La televisione, fondamentale per molti registi negli anni ’70, è oggi una sorta d’inscatolamento, intervenendo ormai su tempi e modi della sceneggiatura. In che misura la presenza dei redattori televisivi o quella delle istituzioni che finanziano i progetti, condiziona il vostro lavoro artistico?

 

Martin Gypkens: io ho sviluppato la sceneggiatura insieme al mio produttore, quindi i redattori televisivi non mi hanno influenzato. Sono consapevole della fortuna che ho, perché so quanta influenza ha oggi la televisione sulle sceneggiature. All’interno della scuola berlinese poi, ci si incontra e si ricercano dei progetti comuni, ma bisognerebbe che la categorizzazione fosse meno rigida, permettendo il riconoscimento delle singole personalità

 

Mario Mentrup: per l’ultimo film non ho subito alcuna influenza televisiva ed i finanziamenti sono stati privati.

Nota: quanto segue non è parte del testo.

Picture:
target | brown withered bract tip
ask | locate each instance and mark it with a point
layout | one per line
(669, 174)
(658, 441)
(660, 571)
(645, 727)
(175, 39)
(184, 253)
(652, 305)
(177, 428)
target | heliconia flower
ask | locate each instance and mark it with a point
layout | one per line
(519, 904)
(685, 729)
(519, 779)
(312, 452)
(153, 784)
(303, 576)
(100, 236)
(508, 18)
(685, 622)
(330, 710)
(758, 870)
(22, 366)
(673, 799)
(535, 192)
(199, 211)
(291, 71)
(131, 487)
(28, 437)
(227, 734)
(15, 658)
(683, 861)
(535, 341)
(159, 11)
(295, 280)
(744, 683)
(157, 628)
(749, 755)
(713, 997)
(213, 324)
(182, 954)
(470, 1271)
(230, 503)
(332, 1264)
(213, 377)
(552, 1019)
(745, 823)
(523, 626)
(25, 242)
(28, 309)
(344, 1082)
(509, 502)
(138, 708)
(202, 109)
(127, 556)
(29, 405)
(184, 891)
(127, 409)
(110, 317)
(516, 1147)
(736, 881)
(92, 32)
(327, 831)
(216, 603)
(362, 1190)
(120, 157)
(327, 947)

Per il cinema tedesco in generale però, l’influenza del mezzo televisivo è molto forte, soprattutto per i produttori. È necessario infatti lavorare a stretto contatto con i redattori, cosa che si riversa sull’influenza che essi hanno sul “passo creativo” della sceneggiatura.

 

Volker Sattel: alla Berlinale Schule si realizzano anche film per la TV, per esempio per la ZDF, portati poi in giro per i festival ed eventualmente anche in sala. È evidente quindi come l’influenza del mezzo televisivo si manifesti già all’interno della scuola.

 

Till Steinmetz: io non ho un’esperienza diretta di collaborazione con la TV, ma so che la realizzazione stessa di progetti in quell’ambito è molto problematica. Dei registi mi hanno raccontato ad esempio che, una volta realizzato un documentario, sono stati costretti a scendere a patti con i redattori, inserendo un commento in voice-over che non era assolutamente nei loro progetti.

 

Che ruolo ricoprono internet e le nuove tecnologie nel vostro modo di fare cinema?

 

Volker Sattel: internet non è fondamentale come puro mezzo di comunicazione, considerando che molti dei registi in questione abitano nella stessa città e alcuni nello stesso quartiere. Riconosco però l’importanza dei blog, nei quali è possibile anche per noi scambiarsi delle idee che possono risultare molto interessanti, oppure quella di youtube. Per ciò che riguarda l’avvento delle nuove tecnologie, la ritengo personalmente una cosa positiva. Imparare ad usare una macchina digitale significa avere delle possibilità diverse anche se, a produrre un film così, ci si sente un po’ “sporchi”. Esiste comunque un forte scambio di idee tra noi e questo tipo di cinema sperimentale; spesso ci confrontiamo con gli artisti che si servono già di queste tecnologie. Sono i registi più giovani a fare uso del digitale, il più delle volte come mezzo per produrre esercizi di stile, avendo a disposizione tutti i mezzi, anche quelli della pittura e della scultura e come metodo per procedere stilisticamente in maniera non rigida, affidando a questo aspetto una valenza politica. È possibile comunque che nei prossimi film ci serviremo anche noi del digitale, dal quale non rifuggiamo completamente.

 

Till Steinmetz: quelli che si possono osservare oggi dopo lo sviluppo delle nuove tecnologie, sono meccanismi simili a quelli che furono rilevati nell’industria musicale degli anni ’80. Nel cinema il risultato più tangibile riguarda in particolare il miglioramento delle possibilità produttive. Un esempio può essere rappresentato da youtube, che ha dato origine quasi ad un eccesso di offerta, ad una sorta di alimentazione forzata.